Depuis l'enlèvement de Eyal Yifrach, Naftali Frenkel et Gil-Ad Shaer, le ministre des Affaires étrangères a intensifié ses critiques à l’égard de Netanyahu et de son leadership.  Cette scission électorale risque de recomposer à terme le visage de la Knesset. Rappelons que le Likoud y dispose de 20 sièges, Yesh Atid 19 sièges, les travaillistes 15, HaBayit Hayehudi 12, Israël Beiteinou 11 et Shass 11.

Levée de boucliers

Yaïr Shamir

            La levée de boucliers des ministres se généralise. Yaïr Shamir, ministre de l’agriculture, critique lui-aussi l’inaction du premier ministre dans l’affaire de Gaza et fustige les «heures et les heures de réunions du cabinet sans prise de décision alors que les roquettes continuent de tomber depuis Gaza». Il a affirmé avec vigueur son opposition à tout accord avec le Hamas : «Il ne peut y avoir un accord avec le Hamas, nous ne pouvons pas accepter une situation où le Hamas contrôle le rythme de événements».
            Devant tant d’opposition à l’intérieur du gouvernement, on s’achemine vers de nouvelles élections en Israël. La recomposition politique est déjà en marche tandis que le relèvement du seuil d’éligibilité entraîne une porosité dans les frontières entre partis. Tous les hommes politiques se préparent donc à cette éventualité d’alliances indispensables.
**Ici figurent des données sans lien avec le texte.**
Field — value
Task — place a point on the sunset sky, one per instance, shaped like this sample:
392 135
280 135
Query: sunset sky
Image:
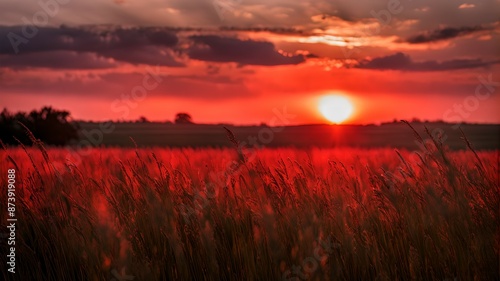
238 61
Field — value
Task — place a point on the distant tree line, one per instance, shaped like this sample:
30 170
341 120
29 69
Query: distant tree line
49 125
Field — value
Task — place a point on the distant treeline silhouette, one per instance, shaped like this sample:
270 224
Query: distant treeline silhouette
49 125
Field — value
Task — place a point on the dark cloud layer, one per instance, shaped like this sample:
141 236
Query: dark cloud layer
400 61
94 46
245 52
139 45
57 60
444 34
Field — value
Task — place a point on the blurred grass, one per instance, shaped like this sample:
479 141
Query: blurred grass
182 214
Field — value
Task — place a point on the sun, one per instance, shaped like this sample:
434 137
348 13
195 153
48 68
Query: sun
335 108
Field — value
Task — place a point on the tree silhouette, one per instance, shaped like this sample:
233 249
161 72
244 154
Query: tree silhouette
49 125
183 118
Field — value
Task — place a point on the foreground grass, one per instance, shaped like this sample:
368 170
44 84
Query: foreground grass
281 214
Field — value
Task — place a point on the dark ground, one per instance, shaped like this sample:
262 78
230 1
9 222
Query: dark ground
398 135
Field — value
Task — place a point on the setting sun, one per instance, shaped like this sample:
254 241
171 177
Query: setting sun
335 108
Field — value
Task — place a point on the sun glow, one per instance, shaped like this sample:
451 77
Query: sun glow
335 108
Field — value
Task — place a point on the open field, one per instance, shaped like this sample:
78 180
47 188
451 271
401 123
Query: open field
483 136
271 214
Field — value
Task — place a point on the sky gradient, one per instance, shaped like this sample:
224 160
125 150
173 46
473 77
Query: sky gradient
238 61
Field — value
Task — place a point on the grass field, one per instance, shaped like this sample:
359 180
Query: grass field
271 214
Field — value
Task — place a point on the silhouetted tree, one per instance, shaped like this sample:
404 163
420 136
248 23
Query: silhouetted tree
49 125
183 118
142 119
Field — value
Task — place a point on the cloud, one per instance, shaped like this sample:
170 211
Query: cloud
400 61
444 34
57 60
244 52
139 45
466 6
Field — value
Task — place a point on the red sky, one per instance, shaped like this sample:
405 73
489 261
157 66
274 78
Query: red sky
239 61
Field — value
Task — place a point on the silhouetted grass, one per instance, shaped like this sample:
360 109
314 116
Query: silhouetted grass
181 214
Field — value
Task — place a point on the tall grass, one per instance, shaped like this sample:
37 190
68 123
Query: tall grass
390 216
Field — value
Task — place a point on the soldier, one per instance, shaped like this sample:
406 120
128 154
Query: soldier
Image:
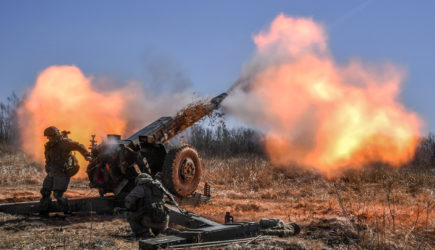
57 155
146 207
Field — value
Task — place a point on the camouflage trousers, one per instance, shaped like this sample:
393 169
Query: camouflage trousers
58 183
141 225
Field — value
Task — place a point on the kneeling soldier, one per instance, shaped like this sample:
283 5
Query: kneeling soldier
57 157
146 207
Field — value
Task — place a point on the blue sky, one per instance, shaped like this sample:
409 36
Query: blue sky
208 42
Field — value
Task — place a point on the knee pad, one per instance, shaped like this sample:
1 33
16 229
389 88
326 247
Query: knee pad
45 192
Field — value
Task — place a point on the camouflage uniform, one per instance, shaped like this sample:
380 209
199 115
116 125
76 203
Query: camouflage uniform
57 153
146 206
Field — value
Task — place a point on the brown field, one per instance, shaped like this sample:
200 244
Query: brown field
373 208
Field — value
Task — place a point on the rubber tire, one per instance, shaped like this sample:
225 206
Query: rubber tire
171 170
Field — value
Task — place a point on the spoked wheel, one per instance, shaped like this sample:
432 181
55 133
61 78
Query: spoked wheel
182 170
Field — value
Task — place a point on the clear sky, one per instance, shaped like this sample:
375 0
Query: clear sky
208 41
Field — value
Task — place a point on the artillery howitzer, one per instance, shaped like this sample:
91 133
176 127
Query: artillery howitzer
117 161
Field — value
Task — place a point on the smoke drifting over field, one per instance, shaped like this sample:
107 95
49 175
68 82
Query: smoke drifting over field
64 97
317 112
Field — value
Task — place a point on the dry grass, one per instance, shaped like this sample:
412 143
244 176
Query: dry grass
373 208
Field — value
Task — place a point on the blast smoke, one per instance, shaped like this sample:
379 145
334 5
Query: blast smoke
64 97
316 112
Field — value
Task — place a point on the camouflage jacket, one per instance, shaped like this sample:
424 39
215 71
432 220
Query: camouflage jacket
58 151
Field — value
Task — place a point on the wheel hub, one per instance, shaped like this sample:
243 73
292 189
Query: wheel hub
187 170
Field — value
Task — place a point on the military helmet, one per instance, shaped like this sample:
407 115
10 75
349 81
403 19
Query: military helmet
143 178
51 131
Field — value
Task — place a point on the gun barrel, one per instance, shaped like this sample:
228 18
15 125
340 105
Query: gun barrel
165 128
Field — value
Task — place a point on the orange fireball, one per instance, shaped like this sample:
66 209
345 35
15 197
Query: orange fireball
316 112
63 97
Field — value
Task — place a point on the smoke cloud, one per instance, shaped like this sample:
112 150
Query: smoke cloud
64 97
319 113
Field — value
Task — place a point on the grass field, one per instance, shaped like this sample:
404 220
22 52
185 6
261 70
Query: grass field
373 208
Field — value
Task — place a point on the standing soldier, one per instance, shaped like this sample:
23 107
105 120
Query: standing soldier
146 207
58 158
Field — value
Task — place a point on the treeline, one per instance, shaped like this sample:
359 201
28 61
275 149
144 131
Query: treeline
225 142
229 142
8 121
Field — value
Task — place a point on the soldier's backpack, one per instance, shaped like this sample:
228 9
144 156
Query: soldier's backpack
72 166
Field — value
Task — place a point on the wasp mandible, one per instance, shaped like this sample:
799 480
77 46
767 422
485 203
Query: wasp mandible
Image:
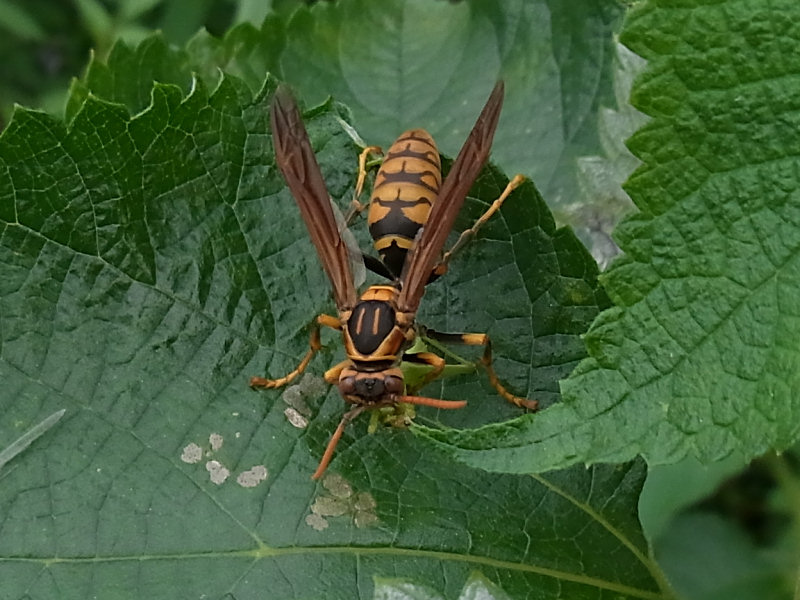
378 327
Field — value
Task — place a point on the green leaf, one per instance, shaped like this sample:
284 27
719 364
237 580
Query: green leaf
699 357
719 563
396 66
149 265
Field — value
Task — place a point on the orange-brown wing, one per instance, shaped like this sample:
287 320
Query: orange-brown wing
296 160
430 241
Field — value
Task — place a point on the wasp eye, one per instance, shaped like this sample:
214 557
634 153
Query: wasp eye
347 385
394 384
370 387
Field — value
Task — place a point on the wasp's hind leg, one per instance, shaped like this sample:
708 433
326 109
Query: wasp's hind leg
314 344
467 235
482 339
356 207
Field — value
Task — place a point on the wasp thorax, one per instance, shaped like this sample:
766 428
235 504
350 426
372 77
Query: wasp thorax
361 387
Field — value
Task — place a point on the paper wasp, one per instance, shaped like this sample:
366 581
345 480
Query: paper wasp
378 327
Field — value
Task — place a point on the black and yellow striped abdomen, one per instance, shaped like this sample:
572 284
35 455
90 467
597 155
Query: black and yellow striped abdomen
405 189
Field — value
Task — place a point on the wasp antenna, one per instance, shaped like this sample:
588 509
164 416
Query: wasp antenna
337 435
434 402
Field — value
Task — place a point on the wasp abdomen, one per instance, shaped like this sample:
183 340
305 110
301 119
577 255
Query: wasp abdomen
405 189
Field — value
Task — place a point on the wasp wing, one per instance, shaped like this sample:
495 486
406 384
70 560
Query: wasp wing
295 158
431 239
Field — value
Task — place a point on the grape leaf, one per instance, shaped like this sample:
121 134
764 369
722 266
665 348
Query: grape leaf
150 265
699 356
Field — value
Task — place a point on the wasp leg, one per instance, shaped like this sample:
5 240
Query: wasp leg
467 235
482 339
355 206
314 345
332 375
427 358
337 435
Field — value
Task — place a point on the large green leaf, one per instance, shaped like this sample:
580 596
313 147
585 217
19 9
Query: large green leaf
700 355
150 265
401 63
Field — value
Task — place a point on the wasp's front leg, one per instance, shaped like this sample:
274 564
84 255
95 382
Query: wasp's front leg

Le parti travailliste est encore convalescent et son nouveau leader Yitzhak Herzog, par ailleurs chef de l’opposition, a entamé sa refondation. Il est inaudible. Il vient à peine d’arriver aux affaires mais il a déjà de nombreux sujets de contentieux avec le gouvernement sur la politique sociale ou le processus de paix. Il veut se démarquer de l’extrême-gauche pour mordre sur un électorat centriste qui lui a fait défaut. Il mise sur un pourrissement de la situation qui lui permettrait de devenir un recours mais, c’est sans compter sur l’expérience politique du premier ministre et sur l’activisme des partis nationalistes.
On doit donc se préparer à une nouvelle situation bloquée car l’émiettement des voix empêchera l’avènement d’un parti qui pourrait se détacher pour avoir le leadership et éviter de rendre le pays ingouvernable.  Les semaines à venir promettent de nouvelles joutes mais peu de surprises car le milieu politique israélien est sclérosé par un système électoral qui empêche une majorité claire de prendre les rênes d’un gouvernement fort et stable. Seul un pourrissement de la situation avec Gaza pourrait précipiter la décision d'intervenir militairement ou de procéder au renouvellement de la Knesset.


1 commentaire:

Avraham NATAF a dit…

L’obsession est de faire sauter Néathanyaou, c'est la solution désastre; dans les moments critiques l'union doit faire la force.Israël est en danger.